Zatem: przywołany przez gromadę pojawia się "syn zemsty". Irydion jest ubrany w spodnie zgodnie z XIX-wieczną modą i białą koszulę, na którą narzucił... żołnierski szynel. Oj, robi się nieprzyjemnie - zaczynam się obawiać, że artyści mają mnie za idiotę i nachalnością kostiumu usiłują pomóc w rozplataniu rzeczywistego sensu sprawy.

Niemniej z sympatią przyglądam się uczciwej pracy Jacka Mikołajczaka jako Irydiona i przysłuchuję się jego obiecującemu głosowi. Coraz bardziej wciąga mnie w swój rozdający się w degeneracji świat, "w którym ludzie i bogi szaleją", Jarosław Tyrański jako Heliogabal. Jego psychicznie i fizycznie perwersyjny cesarz ma w sobie rzeczywiście ową szczególną ambiwalencję starczości dziecka i dziecinności starca. A modulacją głosu, rozluźnieniem sylwetki, lekką nadekspresją mimiczną, rysuje to wszystko Tyrański delikatnie, nie staczając postaci w trywialność. Z prawdziwą też satysfakcją śledzę narastanie mistyczno-erotycznego szaleństwa Kornelii - pełna wewnętrznej ekspresji postać Grażyny Jędras czyni z bohaterki jeden z węzłowych punktów myślowego przewodu całości, nie tracąc przy tym nic z pełnego modelunku psychologicznego.
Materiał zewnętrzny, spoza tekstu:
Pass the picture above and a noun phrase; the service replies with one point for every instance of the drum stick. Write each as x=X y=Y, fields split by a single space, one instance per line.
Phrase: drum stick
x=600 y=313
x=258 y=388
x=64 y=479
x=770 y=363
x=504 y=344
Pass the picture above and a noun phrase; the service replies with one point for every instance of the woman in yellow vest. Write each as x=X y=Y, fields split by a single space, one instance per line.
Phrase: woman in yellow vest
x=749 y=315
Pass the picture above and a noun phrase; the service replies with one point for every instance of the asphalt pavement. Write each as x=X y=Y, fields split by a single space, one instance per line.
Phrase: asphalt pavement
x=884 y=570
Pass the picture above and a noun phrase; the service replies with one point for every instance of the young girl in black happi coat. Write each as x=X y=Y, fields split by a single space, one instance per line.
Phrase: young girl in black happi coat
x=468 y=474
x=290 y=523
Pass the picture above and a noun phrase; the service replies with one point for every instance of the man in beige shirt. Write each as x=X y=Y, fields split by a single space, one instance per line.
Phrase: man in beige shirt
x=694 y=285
A jednocześnie, im więcej na scenie pojawia się postaci, tym bardziej męczyć i odpychać zaczyna hiperbolizacja znaków plastycznych i żałosne materii pomieszanie. A to Mammea dźwiga monstrualnej wielkości wachlarz z pawich piór, a to złoto kapie nawet z twarzy Aleksandra a to Eutychian przebrany niczym satyr z pijackiego Snu, lubieżnie pręży uda. Wszystko po to oczywiście, aby dotarło do mnie, że "ma się pod koniec starożytnemu światu", że Rzym dogorywa w przerafinowaniu i perwersji.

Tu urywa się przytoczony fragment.